Zij zal bij het voorbereiden en uitvoeren van het beleid rondom arbeidsomstandigheden zich mede richten op het voorkomen van ongewenste omgangsvormen in het werk en het stimuleren van gewenst gedrag.
Dit protocol sluit aan op de NAPK-Klachtenregeling en vormt daarnaast een nadere invulling en concretisering van het beleidskader ‘Veilig de vloer op” van de NAPK. Van medewerkers wordt verwacht dat zij kennis nemen van dit protocol en hiernaar handelen.
1.2. Gedragscode ongewenste omgangsvormen van het Amsterdamse
Bostheater
Onder ongewenste omgangsvormen verstaan we:
Enige vorm van verbaal, non-verbaal of fysiek gedrag met een seksuele connotatie dat als doel of gevolg heeft de waardigheid van een persoon aan te tasten.

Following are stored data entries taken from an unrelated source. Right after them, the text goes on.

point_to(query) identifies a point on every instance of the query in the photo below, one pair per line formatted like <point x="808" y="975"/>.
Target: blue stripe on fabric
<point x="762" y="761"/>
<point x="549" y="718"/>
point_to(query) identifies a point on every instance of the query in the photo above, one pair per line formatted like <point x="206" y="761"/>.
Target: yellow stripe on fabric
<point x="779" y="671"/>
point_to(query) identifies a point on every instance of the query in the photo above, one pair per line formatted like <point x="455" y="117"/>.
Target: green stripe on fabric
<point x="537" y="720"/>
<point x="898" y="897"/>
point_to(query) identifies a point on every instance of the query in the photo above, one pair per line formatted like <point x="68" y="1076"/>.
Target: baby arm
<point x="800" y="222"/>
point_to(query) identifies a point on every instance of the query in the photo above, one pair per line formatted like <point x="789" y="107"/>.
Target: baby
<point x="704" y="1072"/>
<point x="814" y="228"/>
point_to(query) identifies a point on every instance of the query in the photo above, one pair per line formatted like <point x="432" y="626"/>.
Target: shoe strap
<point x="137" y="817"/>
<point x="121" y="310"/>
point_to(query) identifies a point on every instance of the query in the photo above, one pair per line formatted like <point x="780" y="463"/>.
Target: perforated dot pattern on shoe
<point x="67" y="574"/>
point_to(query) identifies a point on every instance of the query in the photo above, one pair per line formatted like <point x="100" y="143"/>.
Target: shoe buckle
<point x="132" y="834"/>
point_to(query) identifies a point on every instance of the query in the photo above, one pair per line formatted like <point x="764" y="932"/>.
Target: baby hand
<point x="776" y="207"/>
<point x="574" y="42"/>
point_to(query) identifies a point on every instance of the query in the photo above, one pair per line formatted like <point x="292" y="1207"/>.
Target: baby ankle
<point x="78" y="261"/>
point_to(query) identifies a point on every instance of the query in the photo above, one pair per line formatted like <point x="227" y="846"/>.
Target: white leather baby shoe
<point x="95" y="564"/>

Binnen het Amsterdamse Bostheater dulden we bijvoorbeeld niet dat medewerkers:
– Elkaar onnodig aanraken
– Pornografisch materiaal verspreiden
– Ongepaste seksueel getinte opmerkingen maken
Voorvallen waarbij een werknemer psychisch of fysiek wordt lastiggevallen, bedreigd of aangevallen onder omstandigheden die rechtstreeks verband houden met de arbeid.
Binnen het Amsterdamse Bostheater dulden we bijvoorbeeld niet dat medewerkers:
– Met een stemverheffing spreken
– Elkaar bejegenen met grove taal (ziektetermen, vloeken, seksuele termen)
– Een collega bedreigen
– Hardhandig vastpakken
Alle vormen van intimiderend gedrag met een structureel karakter, van één of meerdere werknemers (collega’s, leidinggevende) gericht tegen een werknemer of een groep werknemers die zich niet kan of kunnen verdedigen tegen dit gedrag.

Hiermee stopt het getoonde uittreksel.